There’s also funding for the Varsity Spending Plan — a concept put forth by the Southern Movement Committee, requesting $2 million to establish restorative justice programming in community centers and schools, as well as for the creation of a new “Office of Youth Safety.” Porterfield has allocated $1 million — again, less than what they wanted, but more than what is allocated in the mayor’s plan.
$300,000 has also been granted for Councilmember Sandra Sepulveda’s proposed contract and compliance board. The board would take a closer look at worker safety and wage theft on Metro construction sites.

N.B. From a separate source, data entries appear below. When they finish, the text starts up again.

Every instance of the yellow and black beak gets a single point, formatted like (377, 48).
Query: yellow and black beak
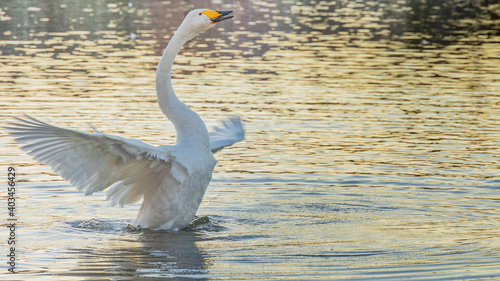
(218, 16)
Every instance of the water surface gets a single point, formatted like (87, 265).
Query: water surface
(372, 148)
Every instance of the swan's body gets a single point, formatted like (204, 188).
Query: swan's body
(171, 180)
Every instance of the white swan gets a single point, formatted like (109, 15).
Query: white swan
(171, 180)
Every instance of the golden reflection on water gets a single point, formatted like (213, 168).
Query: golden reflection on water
(372, 130)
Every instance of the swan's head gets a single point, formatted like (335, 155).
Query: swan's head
(200, 20)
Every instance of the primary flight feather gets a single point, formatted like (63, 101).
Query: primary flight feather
(171, 179)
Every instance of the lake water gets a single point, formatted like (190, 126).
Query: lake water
(371, 152)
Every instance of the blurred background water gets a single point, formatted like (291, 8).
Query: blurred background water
(372, 148)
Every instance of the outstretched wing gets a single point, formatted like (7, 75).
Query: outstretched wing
(230, 132)
(94, 162)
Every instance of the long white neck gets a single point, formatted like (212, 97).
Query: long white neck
(189, 126)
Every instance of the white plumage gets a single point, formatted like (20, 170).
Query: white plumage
(171, 180)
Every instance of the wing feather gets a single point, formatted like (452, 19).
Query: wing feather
(95, 161)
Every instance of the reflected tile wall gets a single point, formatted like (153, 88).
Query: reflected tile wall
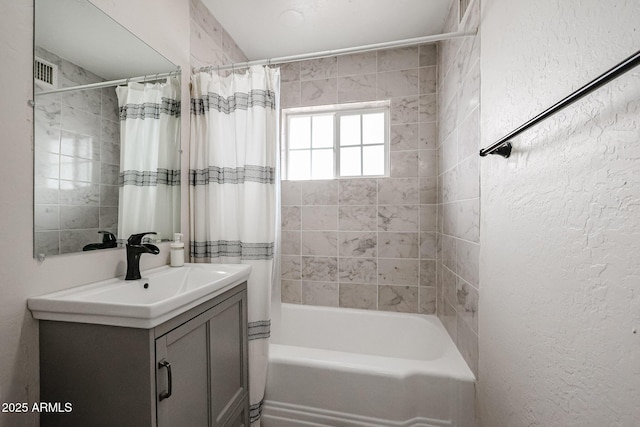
(367, 243)
(458, 229)
(77, 153)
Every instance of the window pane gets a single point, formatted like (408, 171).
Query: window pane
(322, 164)
(350, 130)
(300, 132)
(373, 128)
(300, 164)
(350, 161)
(322, 132)
(373, 160)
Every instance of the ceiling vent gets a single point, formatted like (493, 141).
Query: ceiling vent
(45, 74)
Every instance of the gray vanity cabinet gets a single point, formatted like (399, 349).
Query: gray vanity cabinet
(207, 357)
(189, 371)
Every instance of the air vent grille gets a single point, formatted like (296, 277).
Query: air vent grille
(45, 74)
(464, 6)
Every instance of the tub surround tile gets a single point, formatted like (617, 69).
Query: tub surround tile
(383, 225)
(290, 94)
(400, 58)
(398, 298)
(398, 83)
(358, 218)
(74, 240)
(46, 217)
(427, 245)
(428, 132)
(356, 295)
(320, 293)
(321, 68)
(404, 137)
(320, 268)
(357, 88)
(467, 304)
(404, 109)
(428, 79)
(79, 217)
(404, 164)
(47, 242)
(109, 174)
(397, 245)
(428, 217)
(428, 190)
(109, 195)
(291, 242)
(290, 71)
(291, 193)
(357, 191)
(319, 92)
(108, 219)
(428, 272)
(357, 63)
(428, 107)
(319, 192)
(468, 261)
(320, 243)
(291, 218)
(358, 270)
(467, 342)
(398, 191)
(291, 267)
(319, 217)
(291, 291)
(358, 244)
(398, 218)
(427, 300)
(428, 54)
(398, 272)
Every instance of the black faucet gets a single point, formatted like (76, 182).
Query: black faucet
(135, 248)
(108, 241)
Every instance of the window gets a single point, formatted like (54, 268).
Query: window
(337, 141)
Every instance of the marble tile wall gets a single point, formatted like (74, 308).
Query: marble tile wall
(77, 153)
(367, 243)
(458, 234)
(210, 42)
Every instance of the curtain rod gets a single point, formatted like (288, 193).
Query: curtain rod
(146, 77)
(344, 51)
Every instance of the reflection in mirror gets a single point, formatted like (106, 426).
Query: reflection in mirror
(106, 159)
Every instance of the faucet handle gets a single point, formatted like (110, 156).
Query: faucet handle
(107, 236)
(136, 239)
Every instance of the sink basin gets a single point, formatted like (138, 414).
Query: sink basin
(161, 294)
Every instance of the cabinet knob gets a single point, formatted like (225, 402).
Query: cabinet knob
(165, 394)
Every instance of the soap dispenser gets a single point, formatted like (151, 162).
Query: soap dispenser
(177, 251)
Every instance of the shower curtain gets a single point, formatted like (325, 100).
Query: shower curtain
(149, 158)
(233, 178)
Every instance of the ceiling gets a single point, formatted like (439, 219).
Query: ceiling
(275, 28)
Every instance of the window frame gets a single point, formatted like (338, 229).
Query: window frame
(337, 111)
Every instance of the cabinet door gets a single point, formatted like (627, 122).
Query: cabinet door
(182, 385)
(229, 381)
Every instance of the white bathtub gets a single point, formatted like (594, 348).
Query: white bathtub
(347, 367)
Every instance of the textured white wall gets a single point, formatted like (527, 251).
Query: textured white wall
(163, 24)
(560, 220)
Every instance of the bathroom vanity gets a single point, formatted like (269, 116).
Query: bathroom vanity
(188, 370)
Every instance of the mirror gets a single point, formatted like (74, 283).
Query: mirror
(101, 172)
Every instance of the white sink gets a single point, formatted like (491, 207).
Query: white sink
(161, 294)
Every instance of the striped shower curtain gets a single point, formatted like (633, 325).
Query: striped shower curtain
(233, 178)
(149, 178)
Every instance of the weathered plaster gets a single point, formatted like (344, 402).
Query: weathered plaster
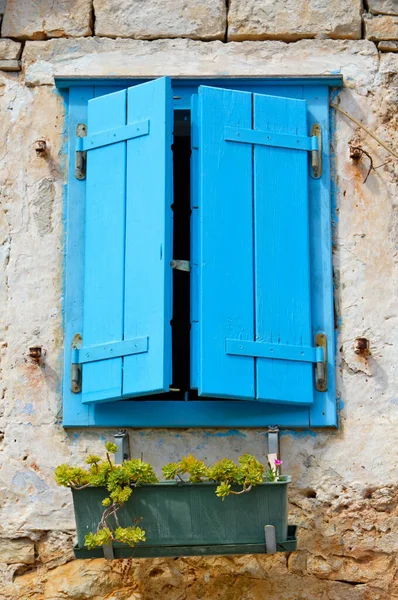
(344, 496)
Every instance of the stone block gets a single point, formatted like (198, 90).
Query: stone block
(197, 19)
(9, 50)
(41, 19)
(383, 7)
(381, 28)
(10, 65)
(101, 57)
(17, 551)
(289, 20)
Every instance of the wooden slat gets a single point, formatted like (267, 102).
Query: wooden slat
(148, 276)
(225, 245)
(104, 249)
(282, 251)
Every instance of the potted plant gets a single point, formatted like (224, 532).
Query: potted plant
(123, 510)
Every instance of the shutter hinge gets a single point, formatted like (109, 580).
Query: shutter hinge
(75, 368)
(181, 265)
(316, 152)
(81, 155)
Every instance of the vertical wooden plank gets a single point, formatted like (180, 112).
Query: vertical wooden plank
(104, 248)
(282, 251)
(225, 245)
(148, 278)
(195, 194)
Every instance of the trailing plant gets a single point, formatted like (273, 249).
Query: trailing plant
(120, 480)
(247, 473)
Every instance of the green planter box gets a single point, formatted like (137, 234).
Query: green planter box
(186, 519)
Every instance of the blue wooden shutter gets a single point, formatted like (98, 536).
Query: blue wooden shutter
(254, 249)
(128, 236)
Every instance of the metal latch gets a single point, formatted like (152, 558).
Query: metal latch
(81, 155)
(316, 152)
(321, 367)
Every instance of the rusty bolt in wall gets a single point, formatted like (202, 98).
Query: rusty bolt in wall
(362, 347)
(41, 148)
(355, 152)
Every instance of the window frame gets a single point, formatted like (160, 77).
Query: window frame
(141, 413)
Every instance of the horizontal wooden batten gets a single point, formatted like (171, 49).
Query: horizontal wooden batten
(269, 138)
(275, 351)
(111, 350)
(113, 136)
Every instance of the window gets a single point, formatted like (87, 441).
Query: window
(198, 255)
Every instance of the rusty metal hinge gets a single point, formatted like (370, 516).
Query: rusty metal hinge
(81, 155)
(321, 367)
(181, 265)
(75, 368)
(316, 152)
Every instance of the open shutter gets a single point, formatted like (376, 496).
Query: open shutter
(255, 337)
(126, 346)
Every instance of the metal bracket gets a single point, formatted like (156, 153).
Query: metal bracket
(181, 265)
(270, 539)
(122, 442)
(321, 367)
(81, 155)
(316, 153)
(108, 551)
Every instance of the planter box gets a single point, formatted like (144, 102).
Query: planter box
(189, 519)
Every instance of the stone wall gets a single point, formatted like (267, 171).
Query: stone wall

All three items were major talking points during the budget public hearing earlier this month. Porterfield has also included funding for a number of other projects. Those include:
- $1 million in indigent defense through the Public Defender’s Office
- $750,000 to expand the Responders Engaged and Committed to Help (REACH) program, a non-police response to mental health calls
- $400,000 for an equity study at Metro Arts
- $200,000 for a countywide childcare study
Porterfield described her substitute budget as applying an “equity lens” during an especially tough year:
“In a year where we had flat revenues, where we had inflation, where we had to get additional money to answer for schools,” Porterfield said. “In that year we were still able to do an equitable, people-centric budget, without the reduction of city services.”
When the council adjusts the budget, they do have to make trims elsewhere. Porterfield’s spending plan finds savings by cutting from various funds — like the 4% reserve, judgments and losses, and the self-insured liability funds — as well as by delaying hiring until October for the newly proposed positions.
The council will be considering these trade-offs when the budget is up for its third and final reading next Tuesday.